Some of the source data was very messy and we did several things to clean it up. It was relatively rare, less than 1% of the time that this issue overtly surfaced in a confident answer. Evidentiary passages might have been weighed differently if they were cleaner, however. We did not measure how much of problem messy data effected evidence assessment.
In the training/testing materials I saw, it seemed to be limited to 'What is--' regardless of what is being talked about ('What is Shakespeare?'), which made me think that words were only words and Watson had no way of telling if a word was a person, place, or thing.

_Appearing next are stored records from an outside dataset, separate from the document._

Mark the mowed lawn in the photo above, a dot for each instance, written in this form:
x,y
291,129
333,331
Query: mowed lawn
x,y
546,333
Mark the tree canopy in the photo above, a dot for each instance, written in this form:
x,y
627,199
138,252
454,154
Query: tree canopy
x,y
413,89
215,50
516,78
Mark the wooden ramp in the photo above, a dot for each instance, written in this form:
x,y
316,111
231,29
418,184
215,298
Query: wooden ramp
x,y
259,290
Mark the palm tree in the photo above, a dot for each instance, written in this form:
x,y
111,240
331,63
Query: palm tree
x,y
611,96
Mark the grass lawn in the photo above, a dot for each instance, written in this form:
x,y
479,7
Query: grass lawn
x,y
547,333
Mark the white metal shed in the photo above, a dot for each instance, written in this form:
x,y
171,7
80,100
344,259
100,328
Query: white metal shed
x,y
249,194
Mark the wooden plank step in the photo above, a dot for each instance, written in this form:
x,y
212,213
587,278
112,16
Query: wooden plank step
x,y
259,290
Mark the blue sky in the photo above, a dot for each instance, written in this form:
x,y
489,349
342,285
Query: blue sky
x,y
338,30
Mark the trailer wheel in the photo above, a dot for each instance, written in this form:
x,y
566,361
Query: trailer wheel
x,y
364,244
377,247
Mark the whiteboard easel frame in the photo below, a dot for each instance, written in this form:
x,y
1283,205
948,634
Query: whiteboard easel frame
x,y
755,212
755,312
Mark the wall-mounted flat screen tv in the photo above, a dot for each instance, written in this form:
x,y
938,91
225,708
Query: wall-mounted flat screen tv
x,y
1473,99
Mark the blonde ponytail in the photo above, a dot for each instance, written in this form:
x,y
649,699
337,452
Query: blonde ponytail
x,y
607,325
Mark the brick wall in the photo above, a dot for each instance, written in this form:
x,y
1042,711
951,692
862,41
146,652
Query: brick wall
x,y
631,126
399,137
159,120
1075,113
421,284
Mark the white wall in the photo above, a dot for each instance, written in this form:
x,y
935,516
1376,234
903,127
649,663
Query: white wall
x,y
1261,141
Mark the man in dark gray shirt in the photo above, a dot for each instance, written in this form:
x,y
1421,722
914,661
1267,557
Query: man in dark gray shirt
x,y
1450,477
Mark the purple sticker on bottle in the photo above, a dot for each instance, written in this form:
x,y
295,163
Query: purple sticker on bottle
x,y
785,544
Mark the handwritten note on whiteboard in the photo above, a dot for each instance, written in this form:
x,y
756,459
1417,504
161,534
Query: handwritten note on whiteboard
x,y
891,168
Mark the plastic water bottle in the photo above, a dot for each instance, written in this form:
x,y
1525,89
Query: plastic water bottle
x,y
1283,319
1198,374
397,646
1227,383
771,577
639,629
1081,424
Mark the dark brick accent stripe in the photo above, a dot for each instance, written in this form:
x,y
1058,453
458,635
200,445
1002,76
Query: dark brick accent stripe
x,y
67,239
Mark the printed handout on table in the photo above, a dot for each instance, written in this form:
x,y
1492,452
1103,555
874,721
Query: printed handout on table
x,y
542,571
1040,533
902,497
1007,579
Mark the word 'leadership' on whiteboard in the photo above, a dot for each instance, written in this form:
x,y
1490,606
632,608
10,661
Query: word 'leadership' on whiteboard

Then in the Jeopardy challenge, there was plenty of 'Who is--.' Was there a last-minute change to enable this, or was it there all along and I just never happened to catch it? I think that would help me understand the way that Watson stores and relates data.
Watson does distinguish between and people, things, dates, events, etc. certainly for answering questions. It does not do it perfectly of course, there are many ambiguous cases where it struggles to resolve. When formulating a response, however, since 'What is....' was acceptable regardless, early on in the project, we did not make the effort to classify the answer for the response.
Later in the project, we brought more of the algorithms used in determining the answer to help formulate the more accurate response phrase. So yes, there was a change in that we applied those algorithms, or the results there-of, to formulate the 'who'/'what' response.
We don't assign grand challenges, grand challenges arrive based on our scientists' insights and inspiration. One of the great things about working for IBM Research is that we have so much talent that we have ambitious projects going on in a wide variety of areas today. For example:
- We are working to make computing systems 1,000 times more powerful than they are today from the petascale to the exascale.
- We are working to make nanoelectronic devices 1,000 times smaller than they are today, moving us from an era of nanodevices to nanosystems. One of those systems we are working on is a DNA transistor, which could decode a human genome for under $1000, to help enable personalised medicine to become reality.
- We are working on technologies that move from an era of wireless connectivity -- which we all enjoy today -- to the Internet of Things and people, where all sorts of unexpected things can be connected to the Internet.
If you give him traditional questions, ie not phrased in the form they are on Jeopardy, how well will he perform- how tailored is he to those questions, and how easy would it be to change that? Would it be unfeasible to hook him up to a website and let people run queries?
At this point, all Watson can do is play Jeopardy and provide responses in the Jeopardy format. However, we are collaborating with Nuance, Columbia University Medical centre and the University of Maryland School of Medicine to apply Watson technology to healthcare. You can read more about that here: http://www-03.ibm.com/press/us/en/pressrelease/33726.wss
After seeing the description of how Watson works, I found myself wondering whether what it does is really natural language processing, or something more akin to word association.
In the time it takes a human to even know they are hearing something (about .2 seconds) Watson has already read the question and done several million computations. It's got a huge head start. Do you agree or disagree with that assessment?
The clues are in English -- Brad and Ken's native language; not Watson's. Watson must calculate its response in 2-3 seconds and determine if it's confident enough to buzz in, because as you know, you lose money if you buzz in and respond incorrectly.
This is a huge challenge, especially because humans tend to know what they know and know what they don't know. Watson has to do thousands of calculations before it knows what it knows and what it doesn't.
The calculating of confidence based on evidence is a new technological capability that is going to be very significant in helping people in business and their personal lives, as it means a computer will be able to not only provide humans with suggested answers, but also provide an explanation of where the answers came from and why they seem correct. This will further human ability to make decisions.